In embedded Linux, memory is precious. In my case, I have an executable in a tmpfs ram-disk. In fact, the ram-disk contains only one file, the executable.
I want to run the executable for once only. That executable runs in a very long time. When it is running, I want to unmount the ram-disk, to release some memory. Thus I deleted the executable, and then umount the ram-disk. It just showed a device busy error message: the umount failed.
How can I achieve that? I am not talking about Lazy umount. I want a real unmount, to release the memory! It should be possible, since the running process already has its image loaded in RAM. It should not rely on the ram-disk file system.
If it is not possible for general Linux kernel for now, I welcome answers pointing me where I can hack the kernel to enable this feature.
If possible, answers in programmatic way are preferred. Though answers in script way are also welcome (I can convert scripts to some executable anyway, by looking at the shell script source code).

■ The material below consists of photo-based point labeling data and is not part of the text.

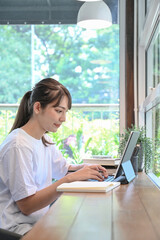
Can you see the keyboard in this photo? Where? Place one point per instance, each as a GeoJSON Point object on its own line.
{"type": "Point", "coordinates": [110, 178]}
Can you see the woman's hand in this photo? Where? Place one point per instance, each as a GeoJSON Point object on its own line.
{"type": "Point", "coordinates": [95, 171]}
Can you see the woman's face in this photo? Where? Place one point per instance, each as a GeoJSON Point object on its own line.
{"type": "Point", "coordinates": [51, 118]}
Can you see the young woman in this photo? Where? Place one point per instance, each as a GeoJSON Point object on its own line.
{"type": "Point", "coordinates": [29, 160]}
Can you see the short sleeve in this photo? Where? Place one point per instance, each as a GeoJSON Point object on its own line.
{"type": "Point", "coordinates": [18, 174]}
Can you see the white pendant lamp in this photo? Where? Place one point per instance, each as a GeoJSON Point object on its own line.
{"type": "Point", "coordinates": [94, 15]}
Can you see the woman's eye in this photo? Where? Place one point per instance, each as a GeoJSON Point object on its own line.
{"type": "Point", "coordinates": [58, 111]}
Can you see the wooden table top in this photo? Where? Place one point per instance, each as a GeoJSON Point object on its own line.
{"type": "Point", "coordinates": [128, 212]}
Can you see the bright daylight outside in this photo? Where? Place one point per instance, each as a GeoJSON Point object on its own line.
{"type": "Point", "coordinates": [85, 61]}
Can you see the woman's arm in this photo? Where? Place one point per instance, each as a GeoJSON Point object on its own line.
{"type": "Point", "coordinates": [49, 194]}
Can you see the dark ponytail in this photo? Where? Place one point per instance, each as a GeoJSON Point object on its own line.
{"type": "Point", "coordinates": [24, 112]}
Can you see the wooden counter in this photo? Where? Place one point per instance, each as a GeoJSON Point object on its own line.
{"type": "Point", "coordinates": [129, 212]}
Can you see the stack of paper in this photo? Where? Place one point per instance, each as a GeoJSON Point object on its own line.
{"type": "Point", "coordinates": [87, 186]}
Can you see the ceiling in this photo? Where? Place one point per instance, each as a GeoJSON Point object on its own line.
{"type": "Point", "coordinates": [45, 11]}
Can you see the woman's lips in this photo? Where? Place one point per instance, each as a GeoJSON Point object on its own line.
{"type": "Point", "coordinates": [57, 125]}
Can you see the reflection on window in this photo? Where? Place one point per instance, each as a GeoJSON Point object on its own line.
{"type": "Point", "coordinates": [153, 111]}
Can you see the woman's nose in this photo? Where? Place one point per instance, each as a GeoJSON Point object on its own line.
{"type": "Point", "coordinates": [63, 117]}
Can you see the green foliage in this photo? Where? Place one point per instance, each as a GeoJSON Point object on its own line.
{"type": "Point", "coordinates": [146, 152]}
{"type": "Point", "coordinates": [86, 63]}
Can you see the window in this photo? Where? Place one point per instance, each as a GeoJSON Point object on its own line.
{"type": "Point", "coordinates": [149, 82]}
{"type": "Point", "coordinates": [86, 62]}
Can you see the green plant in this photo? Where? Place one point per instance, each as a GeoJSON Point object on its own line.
{"type": "Point", "coordinates": [146, 152]}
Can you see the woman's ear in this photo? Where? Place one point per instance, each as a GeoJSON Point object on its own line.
{"type": "Point", "coordinates": [37, 107]}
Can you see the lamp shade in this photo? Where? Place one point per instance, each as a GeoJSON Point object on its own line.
{"type": "Point", "coordinates": [94, 15]}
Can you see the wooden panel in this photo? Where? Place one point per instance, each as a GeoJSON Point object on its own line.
{"type": "Point", "coordinates": [130, 220]}
{"type": "Point", "coordinates": [58, 221]}
{"type": "Point", "coordinates": [129, 212]}
{"type": "Point", "coordinates": [93, 221]}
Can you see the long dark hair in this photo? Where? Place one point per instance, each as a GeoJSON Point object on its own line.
{"type": "Point", "coordinates": [46, 91]}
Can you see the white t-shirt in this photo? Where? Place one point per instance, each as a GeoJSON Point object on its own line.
{"type": "Point", "coordinates": [26, 166]}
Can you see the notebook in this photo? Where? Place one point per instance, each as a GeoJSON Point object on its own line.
{"type": "Point", "coordinates": [125, 172]}
{"type": "Point", "coordinates": [87, 186]}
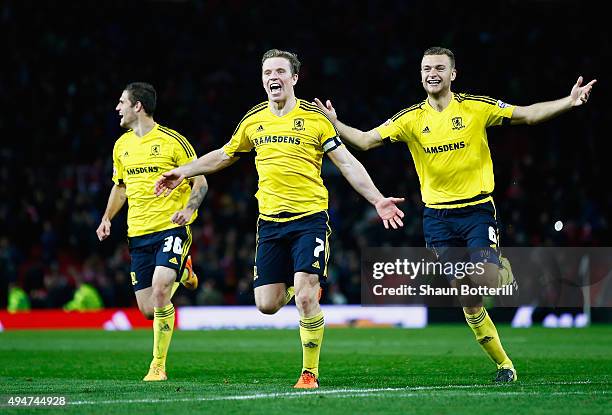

My kernel version is 3.10.14
--Update-- Another thought: My purpose is to release some memory, since my application is memory-hogging. Also the binary size is large, compared to the total RAM. My original thought is that, the ramdisk have a copy of the file, and the running image is another copy. But maybe Linux keep just one copy than two? Anyone knows how elf executables been kept in both file system and the running image? Does Linux just keep one copy, or perhaps some meta data + 1 copy, not really keep 2 copies? If that's true, I don't need to do the unmount.